O mesmo foi observado pelo Eng. Agr. Julio Yoji Takaki,
inspetor do Crea-SP em Ribeirão Preto. Ele é servidor público há 25 anos,
atualmente na Prefeitura de Guatapará, município da macrorregião
ribeirão-pretana, onde atua com suporte aos produtores rurais locais,
especialmente médios e pequenos. “É a política pública que nos move. Move o
estado e, consequentemente, o país. Tudo é fruto da política pública, e nesses
eventos conseguimos captar as informações que precisamos para fazer o nosso
trabalho”, afirmou.
Funcionando como fórum de conhecimento e troca de
experiências, o Colégio de Inspetores e o CEP se tornaram ainda mais
estratégicos por somar a visão de profissionais de modalidades distintas e que
estão em atuação em mercados e cenários que variam de acordo com suas regiões.

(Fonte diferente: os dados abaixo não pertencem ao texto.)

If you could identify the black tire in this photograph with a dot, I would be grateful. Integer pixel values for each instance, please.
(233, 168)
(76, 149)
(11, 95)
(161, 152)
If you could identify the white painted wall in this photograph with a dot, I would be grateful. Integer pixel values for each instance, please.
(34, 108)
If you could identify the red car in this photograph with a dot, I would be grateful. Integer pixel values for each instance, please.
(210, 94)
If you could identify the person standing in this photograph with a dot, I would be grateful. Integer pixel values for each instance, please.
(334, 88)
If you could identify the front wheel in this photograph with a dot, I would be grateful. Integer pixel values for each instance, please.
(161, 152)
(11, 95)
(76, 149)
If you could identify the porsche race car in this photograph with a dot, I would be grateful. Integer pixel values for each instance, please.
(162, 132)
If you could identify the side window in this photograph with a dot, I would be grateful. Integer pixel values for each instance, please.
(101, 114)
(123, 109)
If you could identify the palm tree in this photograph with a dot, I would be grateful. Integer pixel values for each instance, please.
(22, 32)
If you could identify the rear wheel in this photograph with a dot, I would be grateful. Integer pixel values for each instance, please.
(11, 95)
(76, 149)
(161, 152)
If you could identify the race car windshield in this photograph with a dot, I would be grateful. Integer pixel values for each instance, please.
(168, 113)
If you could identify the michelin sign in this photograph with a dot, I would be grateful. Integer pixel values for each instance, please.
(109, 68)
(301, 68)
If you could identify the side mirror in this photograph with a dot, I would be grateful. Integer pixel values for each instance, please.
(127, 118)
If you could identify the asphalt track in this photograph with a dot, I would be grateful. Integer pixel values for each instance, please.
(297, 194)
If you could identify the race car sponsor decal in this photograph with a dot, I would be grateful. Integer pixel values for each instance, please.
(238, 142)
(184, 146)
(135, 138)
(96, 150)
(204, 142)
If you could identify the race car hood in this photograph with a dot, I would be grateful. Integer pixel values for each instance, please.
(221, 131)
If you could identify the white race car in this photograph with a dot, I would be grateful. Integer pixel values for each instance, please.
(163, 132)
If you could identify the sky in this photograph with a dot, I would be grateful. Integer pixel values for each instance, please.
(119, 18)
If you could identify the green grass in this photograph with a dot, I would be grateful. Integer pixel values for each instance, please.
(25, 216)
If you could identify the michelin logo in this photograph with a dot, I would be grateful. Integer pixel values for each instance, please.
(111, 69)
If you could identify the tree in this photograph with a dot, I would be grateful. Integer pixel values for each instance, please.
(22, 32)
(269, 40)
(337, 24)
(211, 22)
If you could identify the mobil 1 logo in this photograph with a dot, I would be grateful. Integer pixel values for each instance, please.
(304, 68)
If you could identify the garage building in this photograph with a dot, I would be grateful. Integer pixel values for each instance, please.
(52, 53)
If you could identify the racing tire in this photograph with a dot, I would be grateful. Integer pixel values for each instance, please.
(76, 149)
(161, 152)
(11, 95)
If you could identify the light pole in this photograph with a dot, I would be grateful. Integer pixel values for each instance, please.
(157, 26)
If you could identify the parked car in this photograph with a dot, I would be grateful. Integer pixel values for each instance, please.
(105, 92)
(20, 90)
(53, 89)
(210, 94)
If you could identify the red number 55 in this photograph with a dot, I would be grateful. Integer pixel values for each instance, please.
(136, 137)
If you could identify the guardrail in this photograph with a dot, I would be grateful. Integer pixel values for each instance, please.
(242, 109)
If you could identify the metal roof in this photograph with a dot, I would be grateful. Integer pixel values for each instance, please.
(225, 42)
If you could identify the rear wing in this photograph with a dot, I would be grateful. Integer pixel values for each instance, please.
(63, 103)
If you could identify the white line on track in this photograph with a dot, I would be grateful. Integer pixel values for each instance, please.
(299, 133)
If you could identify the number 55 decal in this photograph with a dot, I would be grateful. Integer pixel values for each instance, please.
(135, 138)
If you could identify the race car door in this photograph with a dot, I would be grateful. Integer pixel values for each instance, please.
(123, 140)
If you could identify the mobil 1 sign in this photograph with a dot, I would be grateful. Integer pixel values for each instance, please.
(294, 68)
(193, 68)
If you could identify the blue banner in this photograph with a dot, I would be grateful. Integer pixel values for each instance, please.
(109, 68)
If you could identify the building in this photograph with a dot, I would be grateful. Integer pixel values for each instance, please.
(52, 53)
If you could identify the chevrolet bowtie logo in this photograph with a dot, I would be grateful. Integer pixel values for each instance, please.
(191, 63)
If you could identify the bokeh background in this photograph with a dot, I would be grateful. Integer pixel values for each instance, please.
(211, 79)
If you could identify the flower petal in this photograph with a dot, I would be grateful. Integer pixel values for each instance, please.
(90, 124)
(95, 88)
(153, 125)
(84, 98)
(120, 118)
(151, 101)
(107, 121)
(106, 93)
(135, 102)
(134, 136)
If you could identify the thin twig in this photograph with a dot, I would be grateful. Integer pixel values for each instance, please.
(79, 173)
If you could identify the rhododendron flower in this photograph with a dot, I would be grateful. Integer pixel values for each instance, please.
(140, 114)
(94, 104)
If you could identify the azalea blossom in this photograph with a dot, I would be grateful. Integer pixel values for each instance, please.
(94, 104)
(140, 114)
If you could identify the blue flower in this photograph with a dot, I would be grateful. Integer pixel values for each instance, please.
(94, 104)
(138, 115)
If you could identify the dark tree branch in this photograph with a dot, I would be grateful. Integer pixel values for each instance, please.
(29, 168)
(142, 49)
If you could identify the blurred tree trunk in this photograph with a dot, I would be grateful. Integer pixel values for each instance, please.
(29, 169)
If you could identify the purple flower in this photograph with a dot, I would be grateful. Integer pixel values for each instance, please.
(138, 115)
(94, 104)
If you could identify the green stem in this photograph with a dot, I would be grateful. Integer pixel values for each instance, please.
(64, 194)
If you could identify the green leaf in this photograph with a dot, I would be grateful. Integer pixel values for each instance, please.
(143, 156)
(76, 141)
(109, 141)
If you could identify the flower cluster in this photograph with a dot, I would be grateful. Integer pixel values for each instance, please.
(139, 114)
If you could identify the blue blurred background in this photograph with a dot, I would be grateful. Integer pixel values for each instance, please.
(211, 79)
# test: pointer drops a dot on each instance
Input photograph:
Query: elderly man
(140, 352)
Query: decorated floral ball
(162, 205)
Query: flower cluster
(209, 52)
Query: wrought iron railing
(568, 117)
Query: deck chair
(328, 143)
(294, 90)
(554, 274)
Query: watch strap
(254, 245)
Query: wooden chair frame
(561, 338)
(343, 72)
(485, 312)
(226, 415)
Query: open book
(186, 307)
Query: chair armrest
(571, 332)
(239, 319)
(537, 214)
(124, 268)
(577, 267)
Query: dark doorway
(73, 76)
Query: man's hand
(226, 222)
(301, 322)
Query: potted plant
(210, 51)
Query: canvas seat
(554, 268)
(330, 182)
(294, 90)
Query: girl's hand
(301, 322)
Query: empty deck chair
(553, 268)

O Eng. Sérgio Reis, da Associação dos Engenheiros Arquitetos e Agrônomos de
Suzano (AEAAS), por exemplo, experienciou o potencial de integração há alguns
anos e segue em busca permanente desse mesmo propósito em tudo o que faz. “Nós,
da AEAAS, participamos da atualização da Lei de Uso e Ocupação do Solo em 2019.
Nasci, moro e atuo em Suzano e é muito legal trabalhar desta forma, porque
estou mudando a minha cidade.”
Cristina Figueiredo, inspetora pela capital paulista, na
Comissão Auxiliar de Fiscalização (CAF) da Zona Norte, apontou que o senso de
responsabilidade é construído aos poucos e que a inspetoria contribui para
isso. “Na CAF, aprendemos que somos os olhos da fiscalização. Isso mudou a
minha relação com a profissão. Nos vemos mais próximos do Sistema e do
compromisso com a sociedade”, disse a engenheira civil.
Já a Eng. Fatima Vilela, inspetora por Caraguatatuba, espera que os efeitos transcendam gerações. Ela contou que percebeu uma mudança cultural ao longo de seus 40 anos de carreira. “A Engenharia era uma profissão mais masculinizada quando comecei. Tive dificuldade para ingressar no mercado”, disse ao associar a transformação às políticas integrativas. “Ainda temos muito a melhorar, mas já vemos melhorias acontecendo, principalmente ao ter uma presidente mulher na liderança do Crea-SP”, concluiu.